Suboptimal LAMMPS performance on Threadripper CPU, why?

Hi,
I have recently updated the computing hardware of LAMMPS from Intel to AMD. Then, taking graphene stretching as an example, I tested the efficiency of two platforms. The main parameters are as follows:
Number of atoms: 10000~320000
Potential function: AIREBO
Parallel mode: MPI, with cores ranging from 8 to 32
LAMMPS version: LAMMPS-64bit-latest-MSMPI 2025-2-04

Moreover, when testing Intel, the LAMMPS code and result files are stored on the mechanical hard drive. While when testing AMD, they are stored on the solid-state drive and the hyperthread is closed. Nonetheless, I found that AMD’s computing efficiency did not significantly improve (<10%). What could be the possible reason? How to optimize?

Intel platform
CPU: Two Xeon E5 2699 v4 chips (each with 22 cores, 2.2-3.6GHz, maximum 4 memory channels)
Memory: DDR4 2400MHz 32G*5=160G
Hard drive: ATA SSD 120G

AMD platform
CPU: Threadripper 5975wx (32 cores, 3.6~4.5GHz, maximum number of memory channels 8)
Memory: DDR4 3200MHz 32G*8=256G
Hard drive: WD Blue SN5000 NVMe SSD 2T

What is the LAMMPS performance in atom-steps/second for each of the two machines? That is the metric that really matters.

i dont see why hard drive speed would have any effect with only 320000 atoms running on 160-256gb ram, unless youre doing a dump writing to disk every timestep.
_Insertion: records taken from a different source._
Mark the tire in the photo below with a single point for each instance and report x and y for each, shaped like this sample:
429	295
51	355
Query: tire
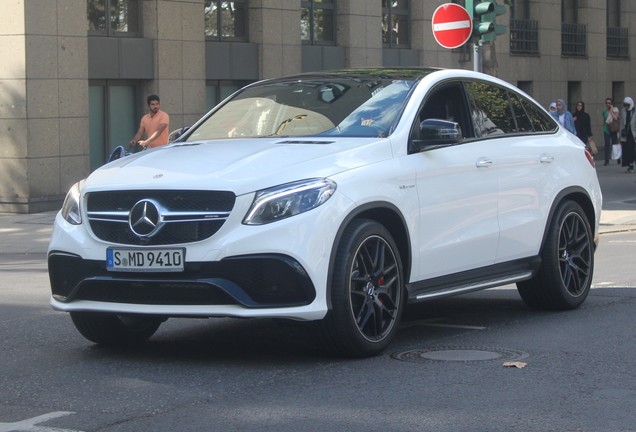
367	291
115	330
567	263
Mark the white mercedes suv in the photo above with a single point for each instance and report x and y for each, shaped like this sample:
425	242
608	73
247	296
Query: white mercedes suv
334	197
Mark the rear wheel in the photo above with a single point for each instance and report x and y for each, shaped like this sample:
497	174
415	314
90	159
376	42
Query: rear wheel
567	262
367	292
111	329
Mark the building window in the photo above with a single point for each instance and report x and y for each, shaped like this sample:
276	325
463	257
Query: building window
573	34
112	117
318	22
226	21
617	36
395	24
524	32
217	90
114	17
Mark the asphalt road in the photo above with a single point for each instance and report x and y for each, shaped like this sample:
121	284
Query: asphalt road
444	372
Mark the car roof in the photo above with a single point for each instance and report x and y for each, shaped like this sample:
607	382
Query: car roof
407	73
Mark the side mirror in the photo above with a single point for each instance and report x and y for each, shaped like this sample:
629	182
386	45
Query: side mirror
435	133
117	153
176	134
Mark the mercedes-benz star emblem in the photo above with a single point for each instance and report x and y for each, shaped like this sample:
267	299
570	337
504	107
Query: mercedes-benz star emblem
145	218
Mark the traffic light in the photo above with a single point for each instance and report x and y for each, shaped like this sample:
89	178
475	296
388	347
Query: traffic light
484	14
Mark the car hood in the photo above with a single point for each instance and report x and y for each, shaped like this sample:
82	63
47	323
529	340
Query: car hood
238	165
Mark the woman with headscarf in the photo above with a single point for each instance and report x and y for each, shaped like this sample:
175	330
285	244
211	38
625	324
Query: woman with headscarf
582	123
628	131
552	111
564	117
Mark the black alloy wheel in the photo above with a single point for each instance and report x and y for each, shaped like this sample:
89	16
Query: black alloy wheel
367	292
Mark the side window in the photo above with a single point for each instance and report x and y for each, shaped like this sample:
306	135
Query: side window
490	109
541	121
447	103
524	125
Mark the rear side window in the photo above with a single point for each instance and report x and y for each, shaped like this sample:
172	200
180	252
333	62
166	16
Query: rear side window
524	125
490	109
541	121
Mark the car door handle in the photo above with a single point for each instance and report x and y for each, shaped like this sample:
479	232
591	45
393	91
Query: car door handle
483	163
546	158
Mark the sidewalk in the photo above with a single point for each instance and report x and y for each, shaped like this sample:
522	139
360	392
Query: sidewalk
30	233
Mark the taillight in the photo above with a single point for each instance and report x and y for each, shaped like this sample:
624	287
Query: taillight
590	158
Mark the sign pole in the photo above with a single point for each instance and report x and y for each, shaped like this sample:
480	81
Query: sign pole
477	65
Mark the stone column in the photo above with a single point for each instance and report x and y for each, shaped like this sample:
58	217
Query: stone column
275	26
360	31
43	102
176	27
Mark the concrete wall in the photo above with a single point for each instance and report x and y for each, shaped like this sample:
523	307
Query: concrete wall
43	102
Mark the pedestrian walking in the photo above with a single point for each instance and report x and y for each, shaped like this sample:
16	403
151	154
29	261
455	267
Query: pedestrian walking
552	110
628	131
583	125
154	125
564	117
611	126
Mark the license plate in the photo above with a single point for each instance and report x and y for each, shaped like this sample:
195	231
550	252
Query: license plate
145	260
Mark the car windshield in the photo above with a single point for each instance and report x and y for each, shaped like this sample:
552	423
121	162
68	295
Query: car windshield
357	106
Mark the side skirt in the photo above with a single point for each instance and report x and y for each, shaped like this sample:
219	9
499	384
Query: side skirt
473	280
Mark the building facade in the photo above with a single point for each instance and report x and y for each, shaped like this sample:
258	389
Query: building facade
75	73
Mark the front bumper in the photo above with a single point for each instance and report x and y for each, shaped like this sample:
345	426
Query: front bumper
252	281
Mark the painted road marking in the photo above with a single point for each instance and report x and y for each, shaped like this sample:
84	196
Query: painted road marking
31	425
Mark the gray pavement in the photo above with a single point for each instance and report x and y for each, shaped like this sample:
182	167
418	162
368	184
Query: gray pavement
26	234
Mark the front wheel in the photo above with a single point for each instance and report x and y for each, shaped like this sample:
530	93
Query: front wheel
367	291
567	262
111	329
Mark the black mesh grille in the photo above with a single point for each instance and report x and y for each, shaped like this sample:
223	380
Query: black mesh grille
119	231
154	293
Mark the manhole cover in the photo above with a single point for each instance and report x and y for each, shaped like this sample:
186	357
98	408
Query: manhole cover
459	354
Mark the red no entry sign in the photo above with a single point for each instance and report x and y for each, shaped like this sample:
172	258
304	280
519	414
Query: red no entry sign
452	25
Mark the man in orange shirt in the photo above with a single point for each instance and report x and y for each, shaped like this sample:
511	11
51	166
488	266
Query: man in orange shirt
155	125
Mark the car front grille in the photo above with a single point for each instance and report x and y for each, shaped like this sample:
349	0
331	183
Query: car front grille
186	216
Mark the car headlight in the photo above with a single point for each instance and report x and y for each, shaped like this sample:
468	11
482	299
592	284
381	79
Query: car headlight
71	210
280	202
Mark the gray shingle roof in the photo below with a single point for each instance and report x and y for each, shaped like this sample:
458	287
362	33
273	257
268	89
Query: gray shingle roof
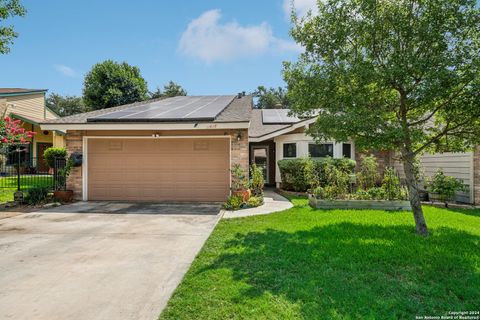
237	111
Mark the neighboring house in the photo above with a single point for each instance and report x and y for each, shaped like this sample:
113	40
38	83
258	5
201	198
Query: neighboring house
181	148
461	165
28	105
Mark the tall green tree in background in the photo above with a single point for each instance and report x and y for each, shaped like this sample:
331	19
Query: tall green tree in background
269	98
65	105
391	74
111	84
171	89
9	9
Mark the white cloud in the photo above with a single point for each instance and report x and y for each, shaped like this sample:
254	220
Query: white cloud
65	70
301	7
209	40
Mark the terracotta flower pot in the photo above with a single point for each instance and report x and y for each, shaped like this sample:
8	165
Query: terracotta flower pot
245	194
63	195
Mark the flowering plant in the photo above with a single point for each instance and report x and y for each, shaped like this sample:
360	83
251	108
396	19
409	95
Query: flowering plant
12	133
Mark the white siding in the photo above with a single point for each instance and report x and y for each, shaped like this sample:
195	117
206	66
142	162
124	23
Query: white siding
27	105
458	165
302	140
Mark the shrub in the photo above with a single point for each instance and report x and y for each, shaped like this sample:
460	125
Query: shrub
292	174
36	195
368	175
445	186
3	160
52	153
391	184
257	183
239	179
311	173
298	174
254	202
234	202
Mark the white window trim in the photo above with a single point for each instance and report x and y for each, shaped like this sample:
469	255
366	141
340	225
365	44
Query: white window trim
334	147
266	146
302	140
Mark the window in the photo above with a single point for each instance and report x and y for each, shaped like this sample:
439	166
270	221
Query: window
347	150
12	157
289	150
320	150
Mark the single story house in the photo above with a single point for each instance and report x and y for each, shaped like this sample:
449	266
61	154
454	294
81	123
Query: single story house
28	105
181	148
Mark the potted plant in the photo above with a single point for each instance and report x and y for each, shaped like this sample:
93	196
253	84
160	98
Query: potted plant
240	183
61	193
53	153
443	187
258	182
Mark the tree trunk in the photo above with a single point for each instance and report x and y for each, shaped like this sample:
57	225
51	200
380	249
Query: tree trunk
412	184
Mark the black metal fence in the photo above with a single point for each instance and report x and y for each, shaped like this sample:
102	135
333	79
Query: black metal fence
25	173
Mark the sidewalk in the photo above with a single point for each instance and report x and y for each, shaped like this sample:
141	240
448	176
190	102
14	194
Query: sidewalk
273	202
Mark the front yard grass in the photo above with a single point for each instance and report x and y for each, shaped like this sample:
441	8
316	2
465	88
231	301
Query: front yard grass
338	264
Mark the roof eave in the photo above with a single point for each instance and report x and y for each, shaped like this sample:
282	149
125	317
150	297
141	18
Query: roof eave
279	132
12	94
144	126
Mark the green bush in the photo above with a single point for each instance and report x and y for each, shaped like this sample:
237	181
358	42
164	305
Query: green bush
254	202
52	153
391	184
234	202
445	186
257	183
36	195
300	175
239	178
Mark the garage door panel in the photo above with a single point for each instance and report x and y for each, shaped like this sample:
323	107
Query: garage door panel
158	169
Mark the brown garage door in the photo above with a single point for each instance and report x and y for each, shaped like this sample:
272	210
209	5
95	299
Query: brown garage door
171	169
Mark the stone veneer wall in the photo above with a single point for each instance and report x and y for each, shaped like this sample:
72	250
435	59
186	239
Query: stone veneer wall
476	176
74	143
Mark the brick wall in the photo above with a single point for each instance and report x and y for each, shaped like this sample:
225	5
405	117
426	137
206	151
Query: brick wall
476	176
74	143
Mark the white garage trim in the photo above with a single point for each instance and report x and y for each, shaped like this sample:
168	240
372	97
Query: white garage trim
85	152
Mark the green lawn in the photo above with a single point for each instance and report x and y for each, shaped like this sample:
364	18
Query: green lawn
316	264
8	185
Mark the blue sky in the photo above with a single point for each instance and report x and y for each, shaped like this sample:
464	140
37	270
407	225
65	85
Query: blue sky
209	47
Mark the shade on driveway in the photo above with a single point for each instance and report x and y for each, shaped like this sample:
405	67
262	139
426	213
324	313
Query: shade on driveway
75	264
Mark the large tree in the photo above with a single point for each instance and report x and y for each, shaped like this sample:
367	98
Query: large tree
171	89
65	105
9	9
269	98
111	84
391	74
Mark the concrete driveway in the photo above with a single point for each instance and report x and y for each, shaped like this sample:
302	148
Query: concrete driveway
98	260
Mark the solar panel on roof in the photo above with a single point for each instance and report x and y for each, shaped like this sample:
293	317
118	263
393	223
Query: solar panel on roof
276	116
171	109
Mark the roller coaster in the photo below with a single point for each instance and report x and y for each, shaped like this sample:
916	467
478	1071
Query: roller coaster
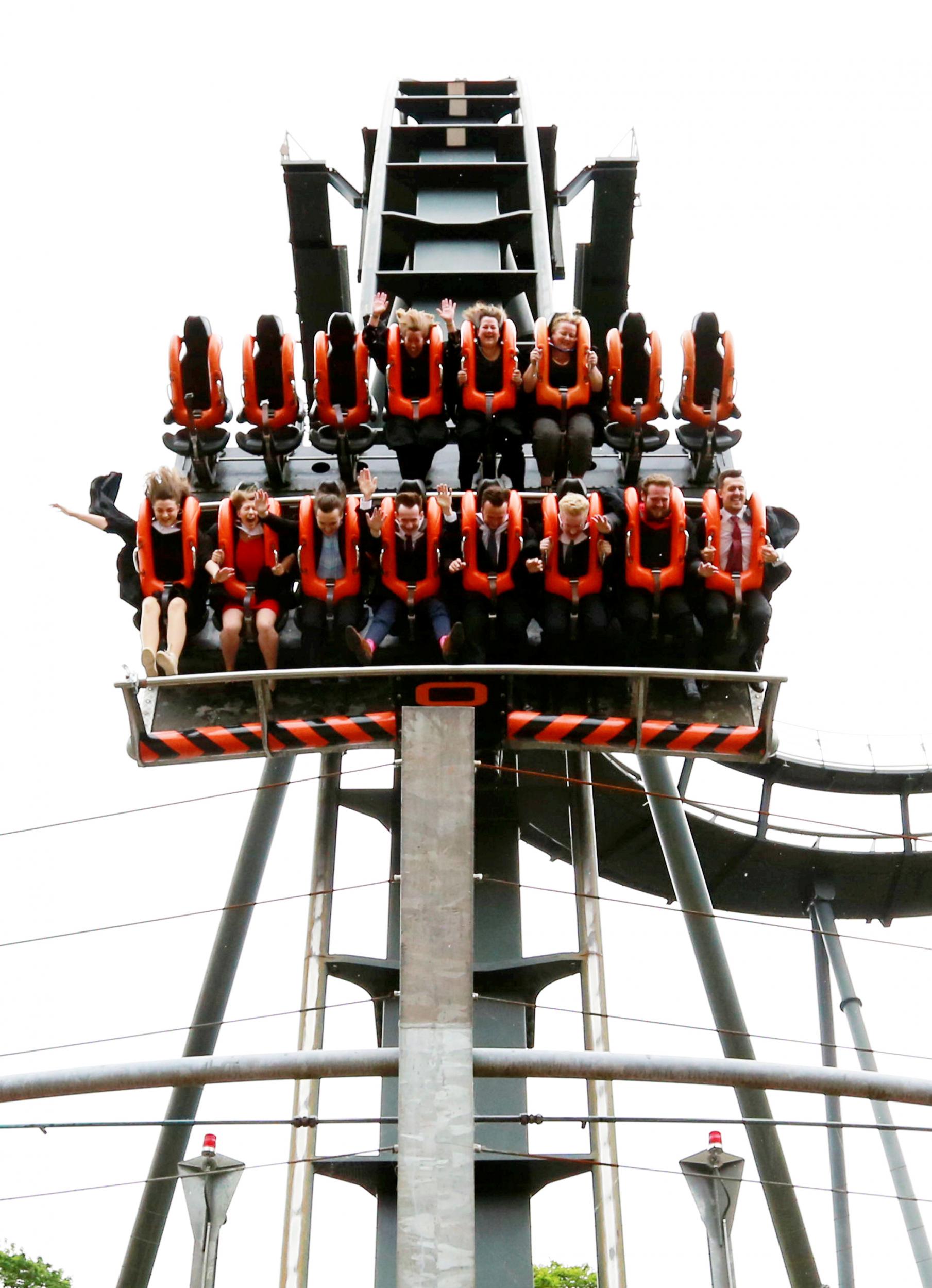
460	199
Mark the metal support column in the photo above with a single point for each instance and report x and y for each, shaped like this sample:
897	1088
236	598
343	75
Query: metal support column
300	1180
604	1142
209	1013
899	1174
833	1113
693	895
435	1108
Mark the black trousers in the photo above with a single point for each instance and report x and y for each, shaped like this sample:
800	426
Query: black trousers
505	639
322	647
415	442
717	611
591	633
635	615
505	433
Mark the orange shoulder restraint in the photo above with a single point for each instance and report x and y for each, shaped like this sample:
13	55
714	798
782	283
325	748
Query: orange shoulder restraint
506	397
430	584
554	581
146	563
620	411
414	409
752	578
554	396
226	539
481	583
656	579
312	583
325	411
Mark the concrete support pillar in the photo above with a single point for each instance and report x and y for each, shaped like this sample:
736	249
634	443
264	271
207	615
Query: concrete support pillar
435	1108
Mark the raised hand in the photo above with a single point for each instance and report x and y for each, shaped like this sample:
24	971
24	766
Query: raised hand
445	498
367	483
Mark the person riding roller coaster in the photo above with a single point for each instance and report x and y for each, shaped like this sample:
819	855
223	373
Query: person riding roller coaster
738	553
488	380
496	555
250	573
411	353
161	563
403	536
648	573
564	378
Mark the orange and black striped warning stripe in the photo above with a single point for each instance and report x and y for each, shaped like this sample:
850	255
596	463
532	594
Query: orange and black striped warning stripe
622	732
308	735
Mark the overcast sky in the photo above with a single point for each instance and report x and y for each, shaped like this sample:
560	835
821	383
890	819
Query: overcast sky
783	183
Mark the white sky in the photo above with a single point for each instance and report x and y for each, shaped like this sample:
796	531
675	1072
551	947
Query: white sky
784	184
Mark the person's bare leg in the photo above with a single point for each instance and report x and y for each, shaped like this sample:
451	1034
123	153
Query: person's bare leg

both intel and amd cpus are avx2 not avx512 so no difference there in simd vectorization

port pair_arebo.cpp to KOKKOS by replacing for loops with parallel_for and KOKKOS_LAMBDA. look at src/KOKKOS for lots of examples. mpi domain decomposition is outer loop scaling with much higher overhead than inner loop scaling extremely efficient in KOKKOS within L1/L2 cache.

look at stats after a run, percentages will tell you where the bottleneck(s) are, eg.


Loop time of 0.942801 on 4 procs for 300 steps with 2004 atoms

Performance: 54.985 ns/day, 0.436 hours/ns, 318.201 timesteps/s, 637.674 katom-step/s
195.2% CPU use with 2 MPI tasks x 2 OpenMP threads

MPI task timing breakdown:
Section |  min time  |  avg time  |  max time  |%varavg| %total
---------------------------------------------------------------
Pair    | 0.61419    | 0.62872    | 0.64325    |   1.8 | 66.69
Bond    | 0.0028608  | 0.0028899  | 0.002919   |   0.1 |  0.31
Kspace  | 0.12652    | 0.14048    | 0.15444    |   3.7 | 14.90
Neigh   | 0.10242    | 0.10242    | 0.10242    |   0.0 | 10.86
Comm    | 0.026753   | 0.027593   | 0.028434   |   0.5 |  2.93
Output  | 0.00018341 | 0.00030942 | 0.00043542 |   0.0 |  0.03
Modify  | 0.039117   | 0.039348   | 0.039579   |   0.1 |  4.17
Other   |            | 0.001041   |            |       |  0.11

Nlocal:           1002 ave        1006 max         998 min
Histogram: 1 0 0 0 0 0 0 0 0 1
Nghost:         8670.5 ave        8691 max        8650 min
Histogram: 1 0 0 0 0 0 0 0 0 1
Neighs:         354010 ave      357257 max      350763 min
Histogram: 1 0 0 0 0 0 0 0 0 1

Total # of neighbors = 708020
Ave neighs/atom = 353.30339
Ave special neighs/atom = 2.3403194
Neighbor list builds = 26
Dangerous builds = 0

if youre scaling to too many mpi ranks for not enough atoms then Comm % will blow up.